Associations Between Available Techniques and the Presence of Peer Review

Associations between available techniques and the presence of peer review within the participating centers are listed in Table 2 . There was a significant association between the availability of 4D CT (P = .001), IMRT (P = .04), volumetric modulated arc therapy (VMAT; P < .001), stereotactic radiosurgery (SRS; P = .03), and total body irradiation (TBI; P = .006) and the presence of peer review practices, whereas there was no association with the other listed techniques.
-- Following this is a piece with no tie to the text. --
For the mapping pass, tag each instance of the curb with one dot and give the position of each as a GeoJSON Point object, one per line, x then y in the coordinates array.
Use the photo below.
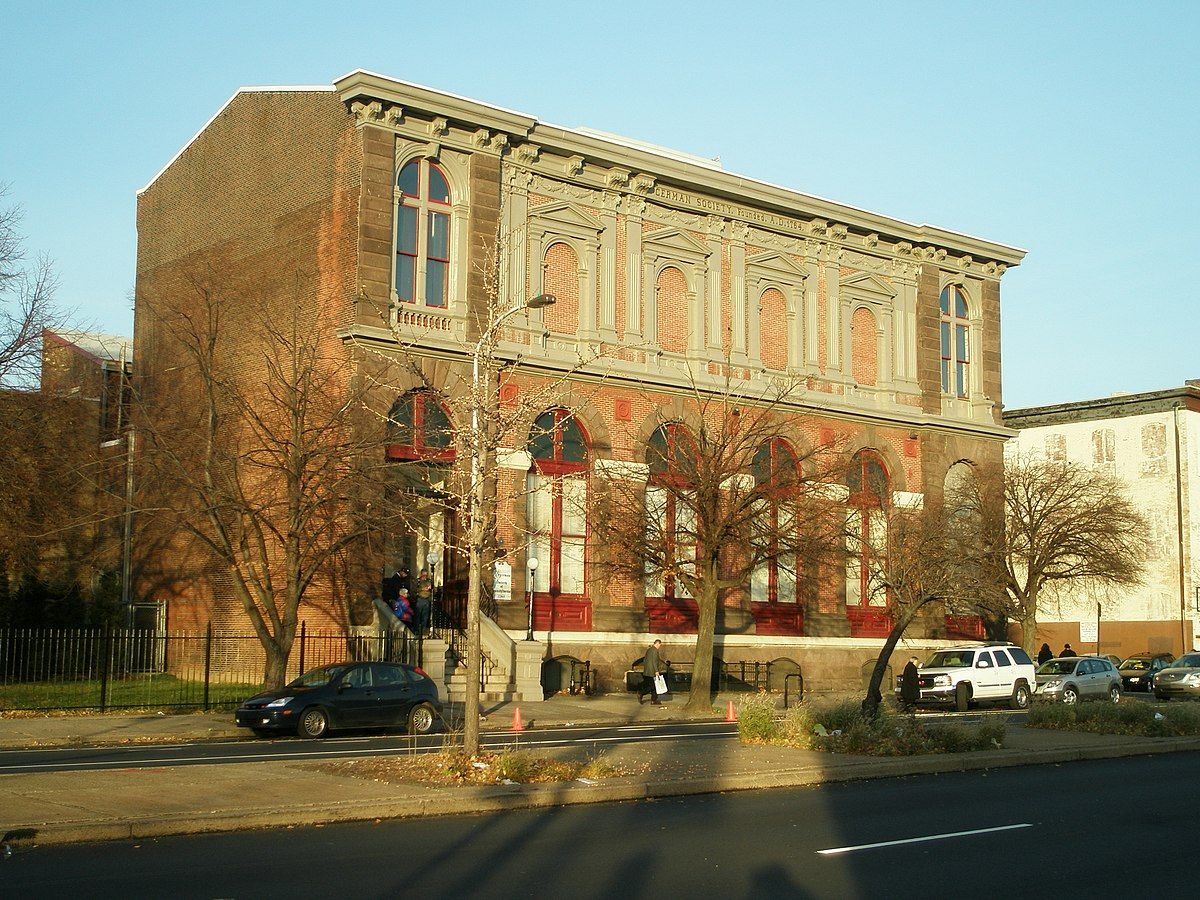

Table 2. Associations Between Available Techniques and the Presence of Peer Review. NOTE: P < .05 was considered statistically significant. Abbreviations: 2D, two-dimensional; 3D, three-dimensional; 4D, four-dimensional; CT, computed tomography; IMRT, intensity-modulated radiation therapy; SBRT, stereotactic body radiation therapy; SRS, stereotactic radiosurgery; TBI, total body irradiation; TSI, total skin irradiation; VMAT, volumetric modulated arc therapy.
Available Technique Presence of Peer Review, Yes (No. %) Presence of Peer Review, No (No. %) P
4D CT 65 (47.4) 7 (17.5) .001
3D CT 126 (92) 36 (90) .694
Abdominal compression 50 (36.5) 10 (25) .19
Breath-hold methods 64 (46.7) 13 (32.5) .147
2D or clinical mark-up treatment planning 43 (31.4) 16 (40) .309
3D conformal radiation therapy 126 (92) 38 (95) .735
IMRT 113 (82.5) 27 (67.5) .04
VMAT 105 (76.6) 19 (47.5) <.001
SBRT 78 (56.9) 16 (40) .072
SRS 69 (50.4) 12 (30) .03
TBI 39 (28.5) 3 (7.5) .006
TSI 15 (10.9) 2 (5) .367
Adaptive radiotherapy 50 (36.5) 8 (20) .057

Peer Review Structures and Planning

Peer review rounds are predominantly timetabled into the job (68.6%) rather than being ad hoc when needed (31.4%). The frequency of peer review meetings varies, with weekly sessions being the most common (46%), followed by twice weekly (18%). Most centers (71%) review curative and palliative patients during peer review sessions. The sessions are most commonly organized by the radiation oncologist (84.7%). Radiation oncologists are almost always present at these meetings (96.4%). The time needed for one patient review typically ranges from 5 to 10 minutes (53%). Sessions usually last between 30 and 60 minutes (49%) and are often conducted prospectively before commencing treatment (49%). Face-to-face sessions in the local institution are the most prevalent mode of conducting peer review (80%; Data Supplement, Table S2).

Outcomes of the Peer Review Process

Table 3 presents the outcomes of the peer review process. Regarding the proportion of plans peer-reviewed, a significant portion of curative plans are reviewed, with 30% of centers reporting an 80%-100% review rate, whereas for palliative plans, a lower percentage of centers (10%) achieves the same level of review. Target volume contouring is the most frequently peer-reviewed part of the treatment plan (89%), followed by radiation dose prescription (82%) and radiotherapy planning dose distribution (79%). Recommendations resulting from peer review are often recorded in the patient’s chart (76%). After peer review, many plans were modified, with 74% suggesting minor changes and 50% undergoing major changes, whereas only a small percentage (4.4%) remains unchanged (Fig 1).

Figure 2 presents the perceived importance of radiation oncology peer review across various aspects. On a scale from 1 to 10, with higher values indicating greater importance, the mean scores indicate that respondents highly value peer review as a platform for continuous medical education for radiation oncologists (mean, 8.9; standard deviation [SD], 1.7) and as an educational opportunity for trainees (mean, 8.93; SD, 1.7). In addition, peer review is perceived as crucial for assessing conformity to clinical practice guidelines (mean, 9.03; SD, 1.5), allowing improvement of the multidisciplinary team process (mean, 8.95; SD, 1.6), and enhancing planning protocols (mean, 8.94; SD, 1.6). Furthermore, respondents acknowledge the role of peer review in reducing variation in practice (mean, 8.72; SD, 1.7). Overall, the perceived importance of radiation oncology peer review is high, with an overall mean score of 8.99, SD 1.4, underscoring its significant role in ensuring quality and consistency in patient care and professional development.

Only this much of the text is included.